Reviewed by DAVID VINEYARD:         


BECAUSE OF THE CATS. Fons Rademakers Production Amsterdam, 1973. International Coproductions, US, 1974 (dubbed). Bryan Marshall, Alexandra Stewart, Edward Judd, Anthony Allen, Sylvia Kristel, George Baker. Screenplay: Hugo Claus, based on the novel by Nicholas Freeling. Directed by Fons Rademaker.

   If I ever knew this film existed I had forgotten it until I found it on YouTube.

   By any standards this is an odd film. On one hand it is virtually hard core with graphic scenes of male and female full frontal nudity, brutal rape, and one really strange murder; on the other it is a well done and faithful adaptation of the second novel in Nicholas Freeling’s Inspector Piet Van der Valk series.

   I can honestly say I’ve seen nothing like it.

   I’ll go farther in that I don’t think anything really like it came along until the 1990s and Basic Instinct.

   A group of well to do bored youths have formed a club and a sadistic, sociopathic, and hypnotic nilhist has turned them from a group of juvenile delinquents into a Manson like cult. When they break into the home of a well do to middle age couple (shades of A Clockwork Orange, which is nowhere near as graphic or disturbing) they smash the home up and when the couple surprise them, force the husband (and us — in flashback as the wife tells what happened to Van der Valk —Bryan Marshall) to watch her being gang-raped.

   This is an extremely violent rape scene, more like something you might expect in one of Jess Franco’s later films than a detective story. The exploitative and voyeuristic aspects of the crime are blatant and it is obvious the director is having it both ways, both a depiction of a brutal crime and an uncomfortable glimpse at our own voyeuristic impulses collectively and individually. Those of you familiar with Italian giallo films of this era may be surprised how far beyond that this goes. I’m not sure I have seen anything like it in a mainstream film of this era, even some with a reputation for shock.

   Van der Valk is called in and begins to investigate doggedly. You might expect the sex aspect to take a back seat then, but during the investigation Van der Valk meets a woman from his past (Alexandra Stewart) and they have graphic full frontal nudity sex albeit as a key element of the plot. Much as he is in the novels, Van der Valk is portrayed warts and all.

   Later, one of the girls caught up in the plot, Sylvia Kristel, recounts another graphic murder of a young man replete with full nudity, sex, and a truly disturbing scene when all the girls, all nude, drown him while he is making love to Kristel. Prior to that a ritual held by the cult with a dead cat is truly uncomfortable to watch.

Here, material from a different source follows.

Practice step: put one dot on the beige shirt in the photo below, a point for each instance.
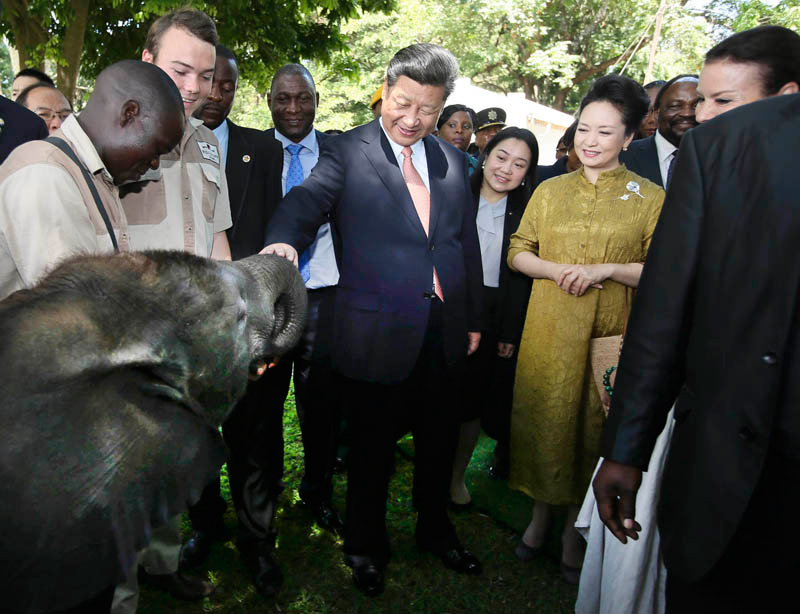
(47, 212)
(184, 202)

   Eventually Van der Valk tracks down the hypnotic sociopath behind it all Eric Mierle (Anthony Allen), is nearly killed by him, and when his old flame kills Mierle saving him, Van der Valk stages it to look like he did the shooting in the true high-handed tradition of great detectives everywhere.

   This is actually a good seventies detective film with Marshall well cast as Van der Valk (played by Barry Foster on television), and somewhat mindful of Freeling’s description in the book — albeit better looking. Almost everything from the book is here and accurate including Van der Valk’s French wife, Arlette, though she plays no real role other than someone to cheat on.

   Even the graphic sexual content is true to the novel, though in the book it is revealed in Van der Valk’s Maigret-like interviews with victims and suspects. Presenting it this graphically in flashback rather than dialogue changes more than you might expect, and I’m not sure if the salacious and voyeuristic feel of the film is accidental because of that or deliberate.

   Filmed in the flat seventies style matter-of-factly, though stylishly, with the rich colors of the era predominant in clothes and backgrounds (during the night swim drowning scene the water is startlingly blue and clear the nubile bodies a stark contrast to the horror of their crime), and a few psychedelic touch, it’s very much of its era, yet much more blatantly sexual than even many films meant to shock audiences in that era.

   It’s almost as if they had taken one of those German, French, or Italian soft porn films of the era that used to show up late on Showtime and injected an actual detective story into it. It’s a bit wrenching if you don’t know what’s coming as if they didn’t want the audience to know quite how to react to it. It must have been truly uncomfortable to watch in a theater. I mentioned Franco, but it could also have been made by Jean Rollin, Tinto Brass, or other of the era’s more exploitative directors.

   This is a well made and well told adaptation of Freeling’s novel, and it captures some of the qualities of his work and aspects of the novel I would have thought couldn’t be filmed. Marshall has a great face that certainly reflects his odd moments of reflection, anger, disgust, and pity. Still it is one of those films that always seems to be on the verge of saying something important and never quite gets it out.

   But if nudity, graphic brutal sex, and feigned rape disturb you skip this one.